Nava lembrou ainda que os últimos ciclos de nuvens de gafanhotos aconteceram nos anos 40, há 70 anos. "Naquela época, chegou ao centro do País, mas não se tinha nem como saber o tamanho exato das nuvens, que poderiam ser muito maiores do que as atuais", disse. "Hoje, temos condições e técnicas de acompanhar a nuvem, fazer o controle.
Lá atrás, nos anos 40, ainda estavam surgindo os primeiros inseticidas e praticamente não havia os produtos que existem hoje e as formas de controle e monitoramento", explicou.
Dados da Embrapa
O gafanhoto em movimento na Argentina é do filo Artropoda, classe Insecta, ordem Orthoptera e família Acrididae. A espécie se chama Schistocerca cancelatta. É gafanhoto migratório sul-americano, não tem cor vistosa, podendo ter uma tonalidade marrom escura. Chegam a medir cerca de 7 a 8 cm, na fase adulta.
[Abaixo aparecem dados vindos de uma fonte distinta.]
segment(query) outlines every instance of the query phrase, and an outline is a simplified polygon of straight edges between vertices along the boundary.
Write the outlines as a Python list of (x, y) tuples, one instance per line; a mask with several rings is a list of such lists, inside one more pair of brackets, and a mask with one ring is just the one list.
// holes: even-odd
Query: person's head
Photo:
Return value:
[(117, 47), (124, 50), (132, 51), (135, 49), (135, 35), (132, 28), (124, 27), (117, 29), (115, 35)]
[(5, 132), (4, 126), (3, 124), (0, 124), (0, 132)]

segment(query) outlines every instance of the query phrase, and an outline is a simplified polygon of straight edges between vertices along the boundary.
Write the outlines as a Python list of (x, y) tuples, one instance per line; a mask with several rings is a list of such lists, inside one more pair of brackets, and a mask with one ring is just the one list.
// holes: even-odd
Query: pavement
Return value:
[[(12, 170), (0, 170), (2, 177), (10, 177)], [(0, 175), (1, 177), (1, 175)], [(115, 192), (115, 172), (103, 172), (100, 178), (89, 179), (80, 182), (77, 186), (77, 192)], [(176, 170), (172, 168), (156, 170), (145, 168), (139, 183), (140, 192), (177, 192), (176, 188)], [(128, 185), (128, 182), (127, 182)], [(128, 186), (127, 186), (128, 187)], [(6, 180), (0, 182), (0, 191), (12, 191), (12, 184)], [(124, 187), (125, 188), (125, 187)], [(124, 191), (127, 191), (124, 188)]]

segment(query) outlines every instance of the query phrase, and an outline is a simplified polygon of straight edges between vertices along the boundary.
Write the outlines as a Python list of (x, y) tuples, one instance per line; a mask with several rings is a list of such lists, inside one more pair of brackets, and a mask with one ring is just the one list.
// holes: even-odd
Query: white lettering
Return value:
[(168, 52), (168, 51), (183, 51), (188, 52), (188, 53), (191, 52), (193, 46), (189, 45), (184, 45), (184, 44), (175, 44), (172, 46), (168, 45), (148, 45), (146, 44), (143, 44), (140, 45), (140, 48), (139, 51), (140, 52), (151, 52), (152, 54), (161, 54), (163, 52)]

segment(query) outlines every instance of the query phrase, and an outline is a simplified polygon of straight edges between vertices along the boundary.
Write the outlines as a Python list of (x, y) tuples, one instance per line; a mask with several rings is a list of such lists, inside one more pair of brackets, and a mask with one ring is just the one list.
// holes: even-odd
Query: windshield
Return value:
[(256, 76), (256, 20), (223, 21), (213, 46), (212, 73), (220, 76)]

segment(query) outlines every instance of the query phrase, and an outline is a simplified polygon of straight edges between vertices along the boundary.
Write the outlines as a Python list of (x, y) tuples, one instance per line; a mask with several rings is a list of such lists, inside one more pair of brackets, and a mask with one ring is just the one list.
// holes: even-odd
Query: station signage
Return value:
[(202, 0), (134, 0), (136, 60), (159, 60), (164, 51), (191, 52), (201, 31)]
Na fase jovem, evoluem do tamanho de um mosquito até atingir entre 4 e 5 cm. Podem viver cerca de dois meses. Os machos são menores que as fêmeas.
Eles não são preocupação para o aparecimento de doenças, não trazendo seu contato prejuízos para os humanos. Esse gafanhoto passa por três estágios de desenvolvimento: ovo, ninfa (jovem) e adulto.
As fêmeas fazem a postura no solo e os ovos são colocados numa espécie de estojo. Desses ovos, eclodem as ninfas. As ninfas têm cinco fases de desenvolvimento. Conforme avança o desenvolvimento das ninfas, há um aumento do consumo de folhas.
Elas consomem mais folhas que os adultos. Os jovens não têm asas desenvolvidas, mas possuem o terceiro par de pernas do tipo saltatório (a locomoção é por meio de saltos), por isso a partir do terceiro momento são chamadas de saltões, locomovendo-se por pequenas distâncias. É nessa fase que se deve fazer o controle. Os adultos se alimentam de cerca de 400 espécies vegetais. Ao migrar, o gafanhoto adulto pode chegar a percorrer cerca de 150 Km por dia, dependendo da velocidade do vento.